Unos pasos fuertes y rápidos resonaban a sus espaldas. Llevada por el pánico, Kimberly había tenido la mala idea de echar a correr hacia los árboles. Se estaba alejando de la ayuda e internándose en la oscuridad. Tenía que regresar al complejo de la Academia, a la luz, a la población y al FBI. El hombre empezaba a ganarle terreno.

Kimberly respiró hondo. Su corazón palpitaba con fuerza y sus pulmones chillaban. A su cuerpo apenas le quedaban fuerzas pero, por fortuna, la adrenalina era una droga poderosa.
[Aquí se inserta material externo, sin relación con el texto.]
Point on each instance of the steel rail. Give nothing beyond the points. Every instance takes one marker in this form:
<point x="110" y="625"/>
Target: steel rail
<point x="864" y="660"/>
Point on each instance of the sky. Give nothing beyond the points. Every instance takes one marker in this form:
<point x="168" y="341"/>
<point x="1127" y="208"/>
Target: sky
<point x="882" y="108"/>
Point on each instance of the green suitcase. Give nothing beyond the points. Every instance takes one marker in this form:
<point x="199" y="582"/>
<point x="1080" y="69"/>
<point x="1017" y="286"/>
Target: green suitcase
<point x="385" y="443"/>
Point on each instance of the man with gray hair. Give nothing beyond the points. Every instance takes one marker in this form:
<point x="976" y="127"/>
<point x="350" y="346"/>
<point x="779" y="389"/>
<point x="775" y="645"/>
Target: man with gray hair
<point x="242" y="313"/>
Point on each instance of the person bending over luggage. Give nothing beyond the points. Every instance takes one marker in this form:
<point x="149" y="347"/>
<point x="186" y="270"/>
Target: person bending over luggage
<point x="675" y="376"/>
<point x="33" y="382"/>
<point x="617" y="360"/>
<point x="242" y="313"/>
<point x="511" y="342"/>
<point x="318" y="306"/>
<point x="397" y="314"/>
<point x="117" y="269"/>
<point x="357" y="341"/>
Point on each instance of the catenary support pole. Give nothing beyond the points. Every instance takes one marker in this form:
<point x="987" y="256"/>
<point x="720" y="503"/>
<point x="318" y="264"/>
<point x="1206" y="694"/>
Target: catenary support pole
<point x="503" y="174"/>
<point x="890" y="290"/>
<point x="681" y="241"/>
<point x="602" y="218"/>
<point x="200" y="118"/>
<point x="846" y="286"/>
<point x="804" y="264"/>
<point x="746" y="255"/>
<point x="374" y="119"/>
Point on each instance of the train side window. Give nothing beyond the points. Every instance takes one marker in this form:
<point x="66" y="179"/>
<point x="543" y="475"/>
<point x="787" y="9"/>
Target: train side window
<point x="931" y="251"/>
Se centró en los pasos que resonaban a sus espaldas, intentado diferenciar su cadencia del martilleo frenético de su propio corazón. El hombre estaba acortando las distancias. Era rápido, por supuesto, pues era más alto y más fuerte que ella. Al final del día, todos los hombres lo eran.

Hijo de puta.

Se concentró en el ritmo de los pasos de su perseguidor y lo imitó. Uno, dos, tres…

El hombre extendió la mano para intentar sujetarle la muñeca izquierda pero, en ese mismo instante, Kimberly se detuvo en seco y giró a la derecha, consiguiendo que su perseguidor siguiera adelante mientras ella echaba a correr hacia las luces.

– ¡Jesús! -le oyó blasfemar.

Esbozó una sonrisa sombría y fiera, pero los pasos enseguida volvieron a sonar a sus espaldas.

¿Sería así como se había sentido su madre? A pesar de que su padre había intentado ocultarle los detalles, Kimberly sabía que había luchado amargamente hasta el final porque, un año después de lo ocurrido, había leído todos los artículos publicados por el Philadelphia Inquirer. El primero, que llevaba por título: «Casa de los horrores de alta sociedad», había descrito el rastro de sangre que había recorrido todas y cada una de las habitaciones de la casa.

¿ Su madre había luchado contra aquel tipo porque sabía que era el mismo que había matado a Mandy y suponía que después iría a por Kimberly? ¿O simplemente porque se había dado cuenta, en aquellos últimos y desesperados minutos, que bajo la seda y las perlas también ella era un animal? Al fin y al cabo, todos los animales, incluso el más humilde ratón de campo, luchan por salvar su vida.